Strengthening of Protection of Patent
In Article 65 of the New Law, the amount of damages for infringing a patent right shall be calculated to the losses suffered by the patentee or the profits gained by the infringer out of infringement. If it is too difficult to determine either the losses of patentee or the profit gained by the infringer, the appropriate royalties for licenses for the said patent may be applied mutatis mutandis. If it is still difficult to determine the losses of the patentee, the profits gained by the infringer and the royalties for licenses for the said patent, the scope of the damages amount for infringement which can be ruled by a people’s court is modified from RMB 10,000 to RMB 1 million. The New Law also provides that the amount of damages shall include reasonable expenses paid by the patentee to stop the infringing acts.
The New Law provides in Article 67 that in order to stop the infringing acts, the patentee or interested person may apply to a people’s court for preservation of evidence before filing the suit under the circumstances that the evidence may get lost or will be hard to acquire afterwards.

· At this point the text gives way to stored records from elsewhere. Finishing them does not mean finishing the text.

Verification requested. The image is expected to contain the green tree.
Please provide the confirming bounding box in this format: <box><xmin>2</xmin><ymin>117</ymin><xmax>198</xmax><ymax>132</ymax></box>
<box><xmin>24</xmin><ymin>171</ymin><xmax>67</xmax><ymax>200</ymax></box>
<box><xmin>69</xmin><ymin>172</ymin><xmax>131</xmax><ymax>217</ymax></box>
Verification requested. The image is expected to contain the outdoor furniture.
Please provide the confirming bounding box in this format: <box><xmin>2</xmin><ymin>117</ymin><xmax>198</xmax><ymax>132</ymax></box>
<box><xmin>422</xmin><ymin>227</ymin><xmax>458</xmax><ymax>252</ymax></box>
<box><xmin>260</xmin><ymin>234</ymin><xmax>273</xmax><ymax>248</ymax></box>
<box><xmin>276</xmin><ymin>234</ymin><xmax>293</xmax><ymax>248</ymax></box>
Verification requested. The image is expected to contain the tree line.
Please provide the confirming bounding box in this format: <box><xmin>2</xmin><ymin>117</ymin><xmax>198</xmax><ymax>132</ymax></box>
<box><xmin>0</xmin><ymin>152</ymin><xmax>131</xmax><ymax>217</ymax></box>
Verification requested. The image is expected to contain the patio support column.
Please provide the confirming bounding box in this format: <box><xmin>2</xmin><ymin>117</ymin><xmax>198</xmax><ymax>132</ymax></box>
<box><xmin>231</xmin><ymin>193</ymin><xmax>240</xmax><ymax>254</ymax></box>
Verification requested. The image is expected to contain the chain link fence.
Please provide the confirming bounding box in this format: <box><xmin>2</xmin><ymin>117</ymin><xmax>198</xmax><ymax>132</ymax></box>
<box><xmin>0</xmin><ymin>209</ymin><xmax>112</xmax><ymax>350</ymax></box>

Where the infringement relates to a patent for utility model or patent for design, the people’s court or the authority for patent work may request that the patentee or interested person furnish a patent right evaluation report made by the patent administrative organ under the State Council based upon search, analysis and evaluation, as evidence for trial or in dealing with the patent infringement disputes (Article 61).
In patent infringement litigation, if an accused infringer proves that the technology or design in dispute belongs to prior arts or prior designs, the exploitation does not constitute infringement (Article 62).
Addition of the “Bolar Exception”
The creation, use or import of a patent pharmaceutical product or patented medical device shall not be deemed an infringement if it provides information necessary for regulatory examination and approval, and the creation and import of the patent pharmaceutical product or patented medical device is solely for that purpose (Article 69).
Modifications to the Compulsory License System
Article 50 states that for the purpose of public health, the Patent Administration Department under the State Council may grant a compulsory license to make a patented pharmaceutical product and to export it to the relevant country or region that satisfies the provisions of relevant international treaties entered into by China.
Article 52 involves the compulsory license related to semiconductor technology, requiring that its exploitation be limited to the purpose of public interest and the conditions provided in Article 48(2) of this law (which relates to anti-monopoly conduct).
Article 53 provides that the exploitation of compulsory license shall be mainly for the purpose of supplying the domestic market.
Cancellation of Designation of Foreign-Related Agency
Pursuant to the provisions of the current Patent Law, if a foreigner, foreign enterprise or any other foreign organisation without any habitual residence or business place in China intends to file a patent application or handle patent affairs in China, it shall entrust a patent agency designated by the patent administrative organ under the State Council (a foreign-related agency) to deal with such matters, according to Article 19. But the New Law modifies the patent agency as designated by the patent administrative department of the State Council to the lawfully established patent agency which cancels provisions on the designation of the so-called foreign-related agency.
The New Law is intended to strengthen patent protections in China and to enhance economic development. The Implementation Regulation of the Patent Law are expected to be released in the future, and will be covered in future China Law Alerts.